Mostly, it’s fine, pulling together a few Shabbos dinners a month and making sure everyone remembers each other’s birthdays. But for some reason, I’m not feeling it this Thanksgiving. I haven’t even been to the grocery store yet—just the thought of climbing around the aisles grabbing for the one unbruised potato is causing my intestines to entwine.
Surely losing my job has contributed to the ambivalence over two days worth of cooking that gets snarfed in 20 minutes, but the thing that’s been bothering me the most is that a threshold has been crossed: My mother-in-law no longer remembers me. She hasn’t said my name since the beginning of the summer, but her eyes would still spark when she heard my voice. The family singsong phrase “I love you love you love you…” could always evoke a response, though she hasn’t spoken any real words in months. Even if it took a few seconds, I could watch her face go from suspicion to scrunched confusion as her poor mind tried to latch onto something that matched. I could tell the second the synapse clicked: She would smile, the mystery of this person in front of her singing and waving solved.
Last week, though, the click never came. Her wonderful caregiver, Iris (whose nephew happens to be Auburn quarterback Cam Newton, a lil’ tidbit for all you SEC football fans) got her all fapitzed (that’s Yiddish for gussied up) in red for the JEA senior Thanksgiving lunch, complete with a spritz of the Chanel perfume that’s been collecting dust on the vanity for the last few years.
El Yenta Man’s eyes teared up when he smelled his mama. “She smells like Mom again,” he choked, placing his cheek against her neck for one more breath.
I knelt in front of her wheelchair (her ability to walk diminished right around the same time as her speech) for our usual ritual, but when I looked into her eyes and cooed our “love you” song, she looked back and shrugged. I tried a few more times, but the curtain of confusion never parted even a sliver, and that’s the first time in the five years she’s been diagnosed that I couldn’t get through.
Though one never knows with dementia, it appears that our family is nearing the end of having this dear lady around. I know what I need to do is step up and make this the best Thanksgiving ever—assign kitchen tasks to keep my father-in-law busy and out of the clutches of despair, make pies from scratch, encourage the children to learn a few new songs on the piano and have Iris put my mother-in-law in something fine, with a little spritz of Chanel behind her ears. Except all I want to do is scream at everyone to go out for Chinese and then zone in front of the TV, even if I have watch football all day. I’m making a lousy matriarch, more like Joan Crawford than Martha Stewart.
If my mother-in-law had her druthers, she’d let me spill my sadness and nod without saying anything for a while. She was the kind of matriarch who let everyone be who they were and do their thing while she quietly and without complaint shouldered the brunt of the shopping, the cooking, the napkin-folding, the wine uncorking, so it hardly looked like any work at all. Of course, as a good Southern Jewish girl, she somehow missed the entire women’s liberation movement of her generation, though when we discussed the feminism, she waved her hand and said she had always done everything she wanted to do.

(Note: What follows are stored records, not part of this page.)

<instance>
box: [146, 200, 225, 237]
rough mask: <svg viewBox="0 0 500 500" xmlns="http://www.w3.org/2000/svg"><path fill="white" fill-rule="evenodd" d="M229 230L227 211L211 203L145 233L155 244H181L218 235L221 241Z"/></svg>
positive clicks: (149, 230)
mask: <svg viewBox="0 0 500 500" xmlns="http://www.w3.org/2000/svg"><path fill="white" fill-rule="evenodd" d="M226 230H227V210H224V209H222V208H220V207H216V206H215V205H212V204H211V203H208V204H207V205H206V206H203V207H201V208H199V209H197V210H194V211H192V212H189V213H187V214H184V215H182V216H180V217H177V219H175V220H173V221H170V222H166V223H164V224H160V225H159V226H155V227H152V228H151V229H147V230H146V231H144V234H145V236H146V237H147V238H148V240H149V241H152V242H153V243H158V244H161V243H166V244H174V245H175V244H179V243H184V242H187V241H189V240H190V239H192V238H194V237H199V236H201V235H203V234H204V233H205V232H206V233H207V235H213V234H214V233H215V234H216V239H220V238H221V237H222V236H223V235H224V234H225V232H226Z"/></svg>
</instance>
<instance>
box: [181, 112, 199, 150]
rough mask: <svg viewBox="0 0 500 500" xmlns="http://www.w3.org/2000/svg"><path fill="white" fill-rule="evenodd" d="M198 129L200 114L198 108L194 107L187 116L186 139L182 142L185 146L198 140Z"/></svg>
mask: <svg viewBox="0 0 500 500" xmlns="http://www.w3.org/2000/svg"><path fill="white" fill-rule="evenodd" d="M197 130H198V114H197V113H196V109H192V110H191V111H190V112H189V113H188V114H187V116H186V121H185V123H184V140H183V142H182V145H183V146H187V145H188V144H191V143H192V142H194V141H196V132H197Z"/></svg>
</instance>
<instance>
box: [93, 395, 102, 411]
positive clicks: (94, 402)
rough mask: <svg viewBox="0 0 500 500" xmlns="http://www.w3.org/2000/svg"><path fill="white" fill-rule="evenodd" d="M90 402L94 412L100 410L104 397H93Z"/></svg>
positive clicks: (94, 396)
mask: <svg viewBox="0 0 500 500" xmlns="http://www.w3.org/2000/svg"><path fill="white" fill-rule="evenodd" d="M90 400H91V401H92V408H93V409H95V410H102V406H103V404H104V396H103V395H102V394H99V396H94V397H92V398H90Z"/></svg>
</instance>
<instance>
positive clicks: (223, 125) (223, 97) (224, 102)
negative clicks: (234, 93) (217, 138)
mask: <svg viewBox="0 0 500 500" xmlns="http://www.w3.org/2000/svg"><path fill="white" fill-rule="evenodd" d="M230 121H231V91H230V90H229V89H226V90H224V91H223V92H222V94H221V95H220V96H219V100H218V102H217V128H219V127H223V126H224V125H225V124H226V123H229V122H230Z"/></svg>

If she could, she would tell me it’s very understandable that I should be feeling down about things and not so motivated to make a big fuss over a meal. She’d give me some simple shortcuts to make things easier, like buying instant stuffing (which is gross, but listen, though she is a fantastic and talented lady, between you and me, she was never much of a gourmet cook.) She’d also remind me how important I am to my family, and if I need help, I should ask for it. And finally, without guilt-tripping me or making me feel like an a**hole, she’d list off twenty or so amazing things in my life for which I can be grateful.
And what do you know? My father-in-law just called to volunteer to make the turkey. El Yenta Man said he’d make the stuffing. I’m still saddled with the shopping, the green beans and the pies, but if I treat myself to a carmel macchiato before I brave the florescent-lit purgatory of Publix, I can manage.
This may not be a Thanksgiving to remember, and maybe that’s the way it’s supposed to be. And I may end up being the kind of matriarch who makes reservations at Wang’s Chinese next year.